One bright citizen, Tamanna Hashmi, did a quick calculation and probably thought, ‘fraud is being done on citizens’.

When crude was double the current price, Indian oil was less than half the current prices. Crude had reached $130 a barrel in 2008. It is now $65 when Pradhan made his statement.  A barrel of oil has around 160 litres or 42 Gallons of oil. In 2008, the price of oil in India was Rs 45 a litre (when crude was $130) and is now Rs 100 (when crude is $65)

In this country of great noble prize winning mathematicians and a country which invented the number system, Tamanna must have thought. ‘Umm this does not make sense, even my maths does not add up’.

So he has filed a case calling Pradhan that ultimate Indian character assassination, ‘Char so bees’ that is 420. He has sought the trial of Pradhan under IPC sections 420 (fraud) and 295 A (pertaining to deliberate malicious acts) and 511, (attempt to commit offence).

One can imagine the magistrate thinking. ‘aarre which Indian politician is not Char so bees; which country are you living in, why are you wasting court time!’ but obviously dare not say.

Hashmi has also alleged that the prices of petrol have left the people of the country “terrorised” and “enraged”. Perhaps there is no legal protection against being enraged , just see how politicians raise their fists in election rallies, but Pradhan and his boss Modi could be sought by Hashmi under UAPA (1967) for terrorising people. Now that would be a first even in India.

Indianising Twitter

The difference between the unelected Communist Government of China and the democratic government of India is the language in which the two make similar policies look so different.

When China took exception to social media, such as twitter, Whatsapp etc, it crossed its eyebrows, went red in the face and said, “We are sovereign and we will decide what limits freedom of speech people will have”.  So Twitter and Facebook and others were simply kicked out. China showed it was tough, dictatorial and draconian with people’s choices. In the west, China got a really bad press for all these statements. Even now western press says ‘China where political expression is curtailed etc’ and cite Facebook, Twitter bans.

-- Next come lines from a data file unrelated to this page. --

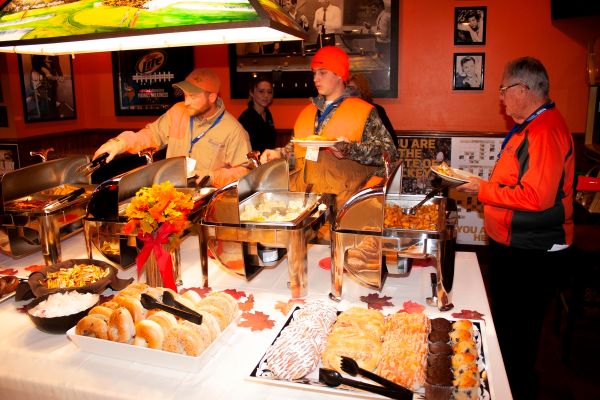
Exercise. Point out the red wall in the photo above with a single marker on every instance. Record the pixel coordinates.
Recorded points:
(425, 98)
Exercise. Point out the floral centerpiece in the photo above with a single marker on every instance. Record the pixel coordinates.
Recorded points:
(159, 215)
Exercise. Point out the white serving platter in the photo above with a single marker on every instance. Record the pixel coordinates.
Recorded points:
(261, 373)
(459, 175)
(144, 355)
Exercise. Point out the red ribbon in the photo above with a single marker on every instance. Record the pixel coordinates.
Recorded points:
(154, 242)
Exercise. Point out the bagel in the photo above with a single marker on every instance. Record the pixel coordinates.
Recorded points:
(193, 296)
(92, 326)
(120, 326)
(229, 298)
(107, 312)
(133, 305)
(183, 340)
(164, 319)
(148, 334)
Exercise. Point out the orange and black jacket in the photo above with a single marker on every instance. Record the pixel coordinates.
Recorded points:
(528, 200)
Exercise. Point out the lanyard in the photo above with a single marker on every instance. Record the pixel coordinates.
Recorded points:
(321, 115)
(519, 127)
(201, 135)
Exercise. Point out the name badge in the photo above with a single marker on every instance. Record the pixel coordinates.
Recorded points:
(312, 153)
(190, 165)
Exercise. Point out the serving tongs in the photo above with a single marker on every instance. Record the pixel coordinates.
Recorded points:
(64, 199)
(333, 378)
(350, 366)
(149, 303)
(89, 168)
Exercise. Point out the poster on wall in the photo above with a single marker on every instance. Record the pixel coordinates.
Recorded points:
(476, 155)
(143, 79)
(418, 154)
(47, 87)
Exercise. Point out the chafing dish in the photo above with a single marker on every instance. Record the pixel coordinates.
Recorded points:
(245, 243)
(40, 205)
(364, 246)
(105, 219)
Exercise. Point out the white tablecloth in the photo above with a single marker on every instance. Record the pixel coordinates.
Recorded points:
(37, 365)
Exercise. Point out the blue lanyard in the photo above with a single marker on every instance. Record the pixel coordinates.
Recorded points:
(520, 127)
(201, 135)
(321, 115)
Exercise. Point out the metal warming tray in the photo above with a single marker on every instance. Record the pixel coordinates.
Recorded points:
(105, 220)
(40, 205)
(247, 244)
(365, 244)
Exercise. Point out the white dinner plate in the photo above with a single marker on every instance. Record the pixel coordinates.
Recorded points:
(458, 175)
(315, 143)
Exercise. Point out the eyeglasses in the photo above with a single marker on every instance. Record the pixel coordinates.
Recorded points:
(503, 89)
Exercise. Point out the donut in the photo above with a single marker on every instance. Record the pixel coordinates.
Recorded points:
(216, 312)
(229, 298)
(92, 326)
(107, 312)
(133, 305)
(185, 301)
(183, 340)
(148, 334)
(113, 305)
(192, 295)
(120, 326)
(130, 292)
(201, 330)
(164, 319)
(211, 323)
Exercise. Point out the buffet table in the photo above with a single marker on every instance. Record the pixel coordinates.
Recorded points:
(38, 365)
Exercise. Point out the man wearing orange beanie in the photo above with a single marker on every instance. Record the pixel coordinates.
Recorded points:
(345, 167)
(199, 128)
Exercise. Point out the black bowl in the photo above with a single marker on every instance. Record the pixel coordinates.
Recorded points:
(56, 324)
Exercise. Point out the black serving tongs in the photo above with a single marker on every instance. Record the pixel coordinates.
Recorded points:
(64, 199)
(333, 378)
(350, 366)
(89, 168)
(149, 302)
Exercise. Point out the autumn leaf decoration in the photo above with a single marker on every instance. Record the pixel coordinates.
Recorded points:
(468, 314)
(256, 321)
(377, 302)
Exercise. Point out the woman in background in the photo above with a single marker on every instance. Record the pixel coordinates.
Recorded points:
(257, 118)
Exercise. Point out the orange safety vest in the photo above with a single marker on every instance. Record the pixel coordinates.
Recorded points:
(329, 174)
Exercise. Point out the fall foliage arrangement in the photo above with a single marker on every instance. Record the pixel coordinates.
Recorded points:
(160, 215)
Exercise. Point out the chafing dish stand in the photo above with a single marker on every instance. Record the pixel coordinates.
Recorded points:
(105, 220)
(362, 245)
(25, 230)
(246, 247)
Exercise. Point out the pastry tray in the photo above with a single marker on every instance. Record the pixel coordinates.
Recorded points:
(261, 374)
(144, 355)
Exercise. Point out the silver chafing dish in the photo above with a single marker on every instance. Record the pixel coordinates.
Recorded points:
(364, 246)
(245, 239)
(42, 204)
(105, 220)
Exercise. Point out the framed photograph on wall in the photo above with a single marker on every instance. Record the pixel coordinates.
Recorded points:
(367, 30)
(469, 25)
(143, 79)
(47, 87)
(9, 157)
(468, 71)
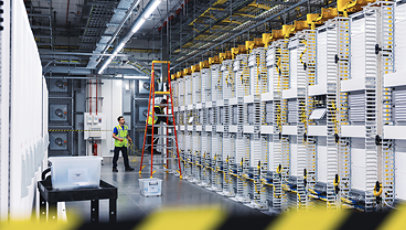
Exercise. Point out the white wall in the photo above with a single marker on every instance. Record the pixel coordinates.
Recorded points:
(4, 109)
(28, 129)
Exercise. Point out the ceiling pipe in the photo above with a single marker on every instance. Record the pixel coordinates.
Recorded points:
(145, 14)
(98, 56)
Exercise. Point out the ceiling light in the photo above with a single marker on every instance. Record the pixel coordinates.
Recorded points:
(151, 8)
(136, 77)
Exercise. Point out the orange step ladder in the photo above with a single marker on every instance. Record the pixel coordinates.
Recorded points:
(151, 105)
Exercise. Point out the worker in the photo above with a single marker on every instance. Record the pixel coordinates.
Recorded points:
(120, 134)
(158, 118)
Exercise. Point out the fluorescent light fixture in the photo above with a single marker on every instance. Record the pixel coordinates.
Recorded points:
(138, 25)
(152, 5)
(151, 9)
(136, 77)
(120, 47)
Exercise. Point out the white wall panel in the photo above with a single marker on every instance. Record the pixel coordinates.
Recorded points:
(27, 114)
(4, 109)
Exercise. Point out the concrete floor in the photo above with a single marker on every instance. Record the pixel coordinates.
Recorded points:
(131, 204)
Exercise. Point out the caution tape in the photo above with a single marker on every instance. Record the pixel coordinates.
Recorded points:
(214, 217)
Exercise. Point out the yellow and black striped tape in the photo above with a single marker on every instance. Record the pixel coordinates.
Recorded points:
(201, 218)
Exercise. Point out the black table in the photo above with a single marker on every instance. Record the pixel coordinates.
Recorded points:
(104, 191)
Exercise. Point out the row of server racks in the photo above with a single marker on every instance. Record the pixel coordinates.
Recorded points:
(311, 114)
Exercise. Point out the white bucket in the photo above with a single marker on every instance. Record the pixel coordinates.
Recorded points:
(150, 187)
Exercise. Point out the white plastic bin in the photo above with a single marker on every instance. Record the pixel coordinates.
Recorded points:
(150, 187)
(75, 172)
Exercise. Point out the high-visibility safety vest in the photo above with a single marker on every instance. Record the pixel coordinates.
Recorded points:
(122, 133)
(155, 117)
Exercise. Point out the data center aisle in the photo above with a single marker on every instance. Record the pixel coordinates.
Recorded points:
(131, 204)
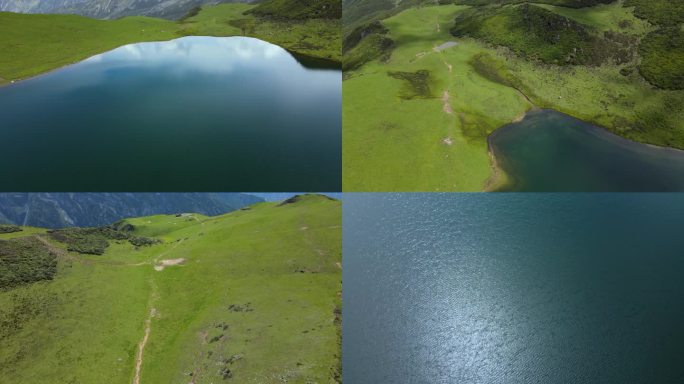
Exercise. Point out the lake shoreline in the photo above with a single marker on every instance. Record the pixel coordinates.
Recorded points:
(312, 61)
(500, 178)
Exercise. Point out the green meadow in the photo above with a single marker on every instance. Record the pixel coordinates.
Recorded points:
(252, 296)
(33, 44)
(426, 129)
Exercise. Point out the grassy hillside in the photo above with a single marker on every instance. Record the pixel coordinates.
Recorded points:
(312, 37)
(299, 9)
(33, 44)
(247, 297)
(500, 62)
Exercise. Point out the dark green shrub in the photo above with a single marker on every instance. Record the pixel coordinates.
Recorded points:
(25, 260)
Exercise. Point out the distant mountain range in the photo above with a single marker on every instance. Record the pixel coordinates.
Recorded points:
(110, 9)
(58, 210)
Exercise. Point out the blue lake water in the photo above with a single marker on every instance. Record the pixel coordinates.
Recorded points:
(513, 288)
(196, 113)
(552, 152)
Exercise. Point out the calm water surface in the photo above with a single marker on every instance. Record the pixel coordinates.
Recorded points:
(550, 151)
(197, 113)
(513, 288)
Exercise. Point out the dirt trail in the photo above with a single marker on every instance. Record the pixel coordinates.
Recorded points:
(146, 336)
(446, 107)
(168, 263)
(148, 322)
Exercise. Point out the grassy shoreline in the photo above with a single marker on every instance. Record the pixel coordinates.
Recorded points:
(490, 87)
(36, 44)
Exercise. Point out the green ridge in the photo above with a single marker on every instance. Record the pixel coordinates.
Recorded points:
(256, 299)
(602, 64)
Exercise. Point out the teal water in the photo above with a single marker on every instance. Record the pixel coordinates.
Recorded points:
(513, 288)
(196, 113)
(550, 151)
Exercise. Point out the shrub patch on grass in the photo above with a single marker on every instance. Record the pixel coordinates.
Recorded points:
(4, 228)
(417, 84)
(94, 241)
(25, 261)
(662, 63)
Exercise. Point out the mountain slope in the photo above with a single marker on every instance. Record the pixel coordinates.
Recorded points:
(249, 296)
(57, 210)
(110, 9)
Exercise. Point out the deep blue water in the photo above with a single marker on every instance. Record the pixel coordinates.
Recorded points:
(552, 152)
(513, 288)
(192, 114)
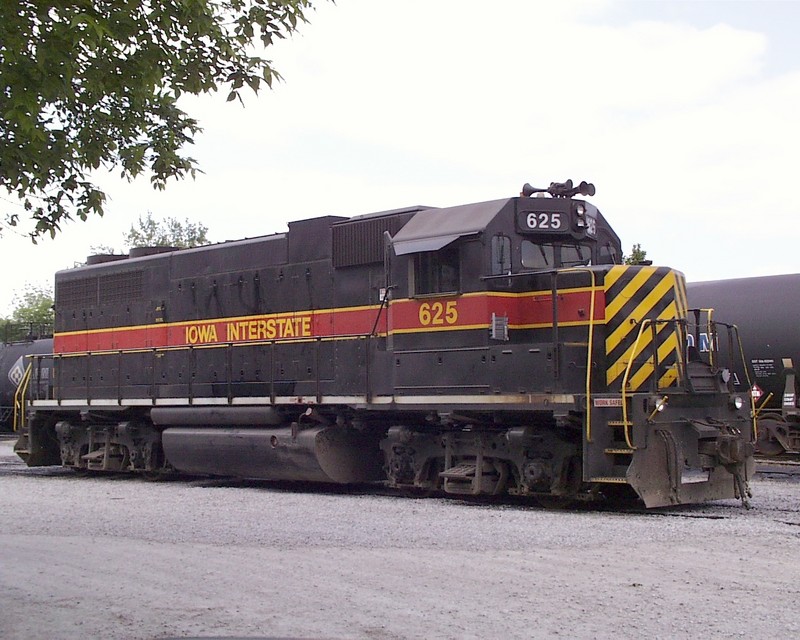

India is a bit more polished. The Modi government wants to stop critique and criticism of its policies. That’s a bit undemocratic in a country which has been selling itself as the ‘largest democracy’ to the western powers. The west is forever evangelically wishful. All a country has to say is, ‘we have democracy, we believe in equal rights and we have an independent judiciary’, and the west will become a patron. It doesn’t matter that it is a flawed democracy with no protection for minorities, caste reigns high and the judiciary even at the highest level is State appointed. Just say the right words and the right buttons get pressed in the west.

So the very clever Indian minister for Electronics and IT, Ravi Shankar Prasad, has decided to curtail twitter with words that find so much empathy with the west and has put twitter in a corner. “India, being a democracy, allows complete freedom to ask questions. Let me categorically say at this platform, that they can criticise Ravi Shankar Prasad, they can criticise my Prime Minister, they can ask questions and these big tech companies are having big business in India”.

So where is the problem? Prasad then went onto say, But twitter in India is not in USA!

“Some of them say that we are bound by American laws…You operate in India, you make money in India, you have good ad revenue in India, but if you take the position that I will only be governed by laws of America…This is plainly not acceptable,” he said.

Prasad further said: “You are free to do your business in India but you have to be accountable to India’s Constitution and its laws… You have to have a harmonious relationship with the autonomy of these digital platforms and obligations of an independent, sovereign nation like India.”

And what is the minister alluding to? It is about ‘misinformation, fake news, colluded materials posing as challenges’. Colluded material posing as challenges is quite an open area to cage freedoms of expression. Clearly not the words of Prasad ji.

Anything said against Modi ji could be ‘misinformation’ any thing criticising Government policy on well-argued grounds could be ‘fake news’ and anything said unflattering about Hindutva or Government in general could be ‘colluded material posing as challenges’. Twitter has met its hubris of freedom pitted against the Indian Babu.

Ingenious defence. In India you will be subject to Indian laws and not assume American laws. And what are Indian laws? Find out in the independent courts that can easily drag you for a century before finally deciding. By that time twitter will have gone into liquidation and son of twitter may be tripping the world.

The issue is not what Indian constitution says, but how the constitution is interpreted by the Government and a well heeled judiciary. It is how misinformation, fake news, colluded materials posing as challenges is interpreted.  Chinese PR can learn a lot from Indian politicians or hire an Indian Babbu.